The plot of the film centers on Deadpool, the fourth wall-shattering mercenary played by Ryan Reynolds, and his quest to get his heart “in the right place” by saving the life and soul of angsty teen mutant Russell Collins, a.k.a. Firefist. Russell is played by Julian Dennison, a brilliantly funny 15-year-old Kiwi, for whom the role was essentially written for.

The audience is introduced to Russell outside Essex House, a mutant reeducation center. Surrounded by a SWAT team and orphanage employees, Russell refuses to let anyone get near him lest they feel the fiery wrath of Firefist. Deadpool and friends arrive on the scene to talk Russell down.

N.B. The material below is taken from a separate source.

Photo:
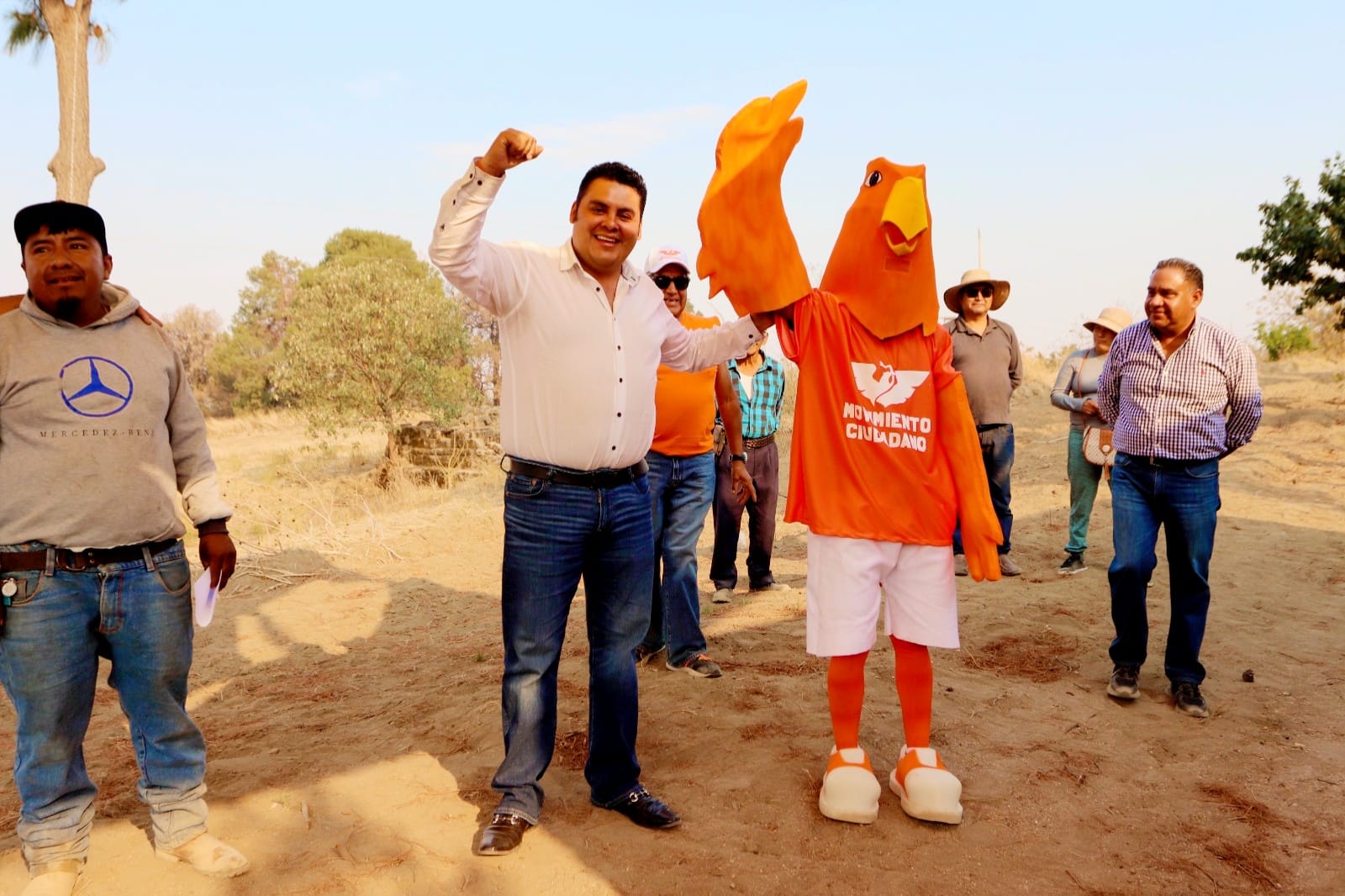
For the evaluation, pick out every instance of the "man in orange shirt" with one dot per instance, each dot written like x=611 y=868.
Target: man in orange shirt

Instructed by his X-Men buddies Colusses and Negasonic Teenage Warhead not to kill anyone, Deadpool promptly shoots an orphanage employee nicknamed “Jared Kushner" after Russell quietly reveals he had been abused.

Flashbacks reveal Russell was abused by the employees and headmaster of the Essex House in a particularly sadistic manner. The headmaster, portrayed by the eerie Eddie Marsan, electrocuted mutant children while incanting “blessed are the wicked who are healed by my hand.”

Sound familiar? It should. Americans send tens of thousands of LGBTQ youths to conversion therapy each year. The practice, which aims to “pray away the gay,” is discredited by the American Psychiatric Association, the American Medical Association and the American Academy of Pediatrics. Only 8% of Americans believe the process has efficacy.

Yet, the practice is still legal in all but nine states and the District of Columbia (although this number is growing). And conversion therapy has friends in high places. Vice President Mike Pence took a despicable stance in 2000 when running for Congress. He stated on his campaign website he would support HIV treatment funding only if federal funding was redirected from organizations that encouraged “the types of behaviors that facilitate the spreading of the HIV virus” to organizations “which provide assistance to those seeking to change their sexual behavior.”

In recent years, Pence used the carefully worded phrasing in that 2000 campaign platform to deny he ever supported conversion therapy. Still, he shows his support, or at least friendship to those who promote conversion therapy, in other ways. Last July, Pence spoke at the 40th anniversary celebration of Focus on the Family, a Christian group that maintains conversion therapy is an accepted practice in the medical community. In the speech, Pence called the group’s founder, Dr. James Dobson, a “friend and mentor.”

“Saying you don’t support conversion therapy and then calling Dobson your mentor is like saying you a staunch vegetarian and a law-abiding citizen and, by the way, please meet my lifelong friend and mentor, the Hamburgler,” Last Week Tonight host John Oliver said in a recent segment covering Pence.

Deadpool 2 is a raunchy, vulgar and violent comedy. If it was nothing more than that, no one would have batted an eye. But in the vein of its more series cousins, the X-Men, the writers decided to take on real social issues in a surprisingly effective way.

Conversion therapy is not the only social issue the film touched on either. Russell’s rampage through the orphanage late in the film draws parallels to the homicidal anger of disillusioned men that leaves thousands of Americans dead each year.

Two decades into the cinematic superhero explosion, Deadpool 2 depicts the first unambiguously queer relationship, between Brianna Hildebrand’s Negasonic Teenage Warhero and her girlfriend Yukio, portrayed by Shioli Kutsuna. There’s not a lot to discuss there, unfortunately, because they are tertiary characters in the film, but it is a start.

Deadpool 2 is not perfect (see: the fridging of Morena Baccarin’s Vanessa, the unfortunate presence of T.J. Miller and the hysterical Karan Soni as the cliched cabbie Dopinder), but it addresses important conversations amidst all the dick jokes and gratuitous gore. It’s not the vehicle for this conversation we need, but it may be the one we deserve right now.